Shia LaBeouf
Shia LaBeoufReuters

Hollywood star Shia LaBeouf, born to a Jewish mother and a Christian father, has recently suffered an "existential crisis" while displaying ever stranger and stranger behavior, including plagiarism and disorderly conduct.

Speaking to Interview Magazine, the child actor who launched his career at the age of 12 and made it big with the Transformers series revealed the latest in his series of unexpected moves - converting to Christianity.

LaBeouf's decision to convert came while playing Boyd "Bible" Swan, a devout Christian in his new World War II movie Fury that was released this month, and which he filmed with co-star Brad Pitt and under director David Ayer.

"I found God doing Fury. I became a Christian man, and not in a (expletive) (expletive) way - in a very real way," LaBeouf told the magazine. "I could have just said the prayers that were on the page. But it was a real thing that really saved me."

The actor continued "it’s a full-blown exchange of heart, a surrender of control. And while there’s beauty to that, acting is all about control. So that was a wild thing to navigate. I had good people around me who helped me. Brad (Pitt) was really instrumental in guiding my head through this."

Pitt was raised in an evangelical family, but left the religion while maintaining his spirituality, while LaBeouf says Ayer "is a full subscriber to Christianity...these two diametrically opposed positions both lead to the same spot, and I really looked up to both men."

This was not the only startling change LaBeouf made to get into his role for the movie - he also had a tooth removed, cut his own face with a knife repeatedly to put scars on his face, and got a tattoo.

"I kept thinking, 'oh, man, something has to happen,'" LaBeouf said in the interview. "So, I took this tooth out. I tattooed ‘Surrender to Jesus,’ and I felt that.
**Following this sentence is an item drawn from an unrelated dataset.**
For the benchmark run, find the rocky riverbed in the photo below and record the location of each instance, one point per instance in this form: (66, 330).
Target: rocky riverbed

Yeah, you give it everything you got."

A "cocky" Jew going through crisis?

LaBeouf had previously described himself as both Jewish and Christian, saying he was raised on "both sides," having a Bar Mitzvah ceremony and also being baptized.
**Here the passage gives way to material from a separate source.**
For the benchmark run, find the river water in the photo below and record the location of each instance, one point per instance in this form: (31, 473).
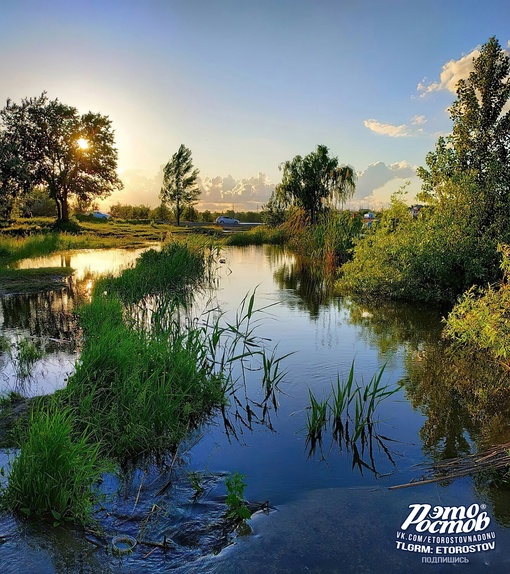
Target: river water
(330, 509)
In contributing to a book called "I am Jewish" in 2004, he wrote it was "beneficial to be Jewish" and that he had a "personal relationship with God that happens to work within the confines of Judaism."

The actor also wrote "really, I feel cocky when I say I am Jewish, not bad cocky, but good cocky. Because what I am really saying is that I am one of the few chosen ones out there."
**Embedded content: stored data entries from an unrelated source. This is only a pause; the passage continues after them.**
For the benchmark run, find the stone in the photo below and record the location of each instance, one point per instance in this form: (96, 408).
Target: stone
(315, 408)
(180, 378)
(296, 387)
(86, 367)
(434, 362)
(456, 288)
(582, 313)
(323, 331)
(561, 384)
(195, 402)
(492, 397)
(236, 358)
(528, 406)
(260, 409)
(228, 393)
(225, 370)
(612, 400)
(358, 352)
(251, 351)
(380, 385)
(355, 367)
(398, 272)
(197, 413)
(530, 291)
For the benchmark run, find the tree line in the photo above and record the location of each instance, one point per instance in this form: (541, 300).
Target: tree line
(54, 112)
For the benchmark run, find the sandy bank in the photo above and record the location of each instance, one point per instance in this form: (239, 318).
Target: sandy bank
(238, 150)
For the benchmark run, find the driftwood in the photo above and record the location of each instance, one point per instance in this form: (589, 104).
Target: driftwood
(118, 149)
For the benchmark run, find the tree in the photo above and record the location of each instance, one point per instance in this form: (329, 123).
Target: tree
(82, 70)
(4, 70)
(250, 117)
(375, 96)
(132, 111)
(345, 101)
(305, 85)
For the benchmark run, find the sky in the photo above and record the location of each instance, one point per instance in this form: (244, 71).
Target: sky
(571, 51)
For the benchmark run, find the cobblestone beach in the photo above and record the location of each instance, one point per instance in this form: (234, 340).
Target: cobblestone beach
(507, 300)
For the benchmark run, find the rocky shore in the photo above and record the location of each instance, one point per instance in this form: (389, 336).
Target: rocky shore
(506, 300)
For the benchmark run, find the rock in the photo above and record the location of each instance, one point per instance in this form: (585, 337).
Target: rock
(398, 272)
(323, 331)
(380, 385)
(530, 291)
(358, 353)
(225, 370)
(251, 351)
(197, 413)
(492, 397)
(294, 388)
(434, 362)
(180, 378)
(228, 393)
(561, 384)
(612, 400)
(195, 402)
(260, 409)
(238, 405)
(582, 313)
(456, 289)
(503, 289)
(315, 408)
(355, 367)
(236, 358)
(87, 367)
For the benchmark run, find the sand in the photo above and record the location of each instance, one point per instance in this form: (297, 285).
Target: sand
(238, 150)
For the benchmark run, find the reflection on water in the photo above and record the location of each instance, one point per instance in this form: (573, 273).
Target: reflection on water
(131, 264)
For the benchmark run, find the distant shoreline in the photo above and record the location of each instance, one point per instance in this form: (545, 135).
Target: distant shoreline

However, in recent months LaBeouf has been spiraling in ever more bizarre displays accompanied by checking into rehab, after being arrested in New York for criminal trespassing, disorderly conduct and harassment for shouting out curses during a Broadway performance of Cabaret.

LaBeouf was also found to have plagiarized his 2012 short film HowardCantour.com from Daniel Clowes's 2007 graphic novel Justin M. Damiano, and he apologized for it on Twitter - with apparently plagiarized apologies.

He also appeared at the Oscars with a brown paper bag over his head with "I'm not famous anymore" written on it, part of a performance art installation in which he had people come into a room where he sat in a chair with the bag over his head crying.

"I’ve been going through an existential crisis,” LaBeouf admitted to Interview Magazine. “If you look at my behavior, it’s been motivated by a certain discourse. Metamodernism has influenced a lot of my action in the public in this last year and a half - the idea of diametrically opposed ideas happening all at once: the irony and the sincerity, birth and death, the immediacy and the obsolescence."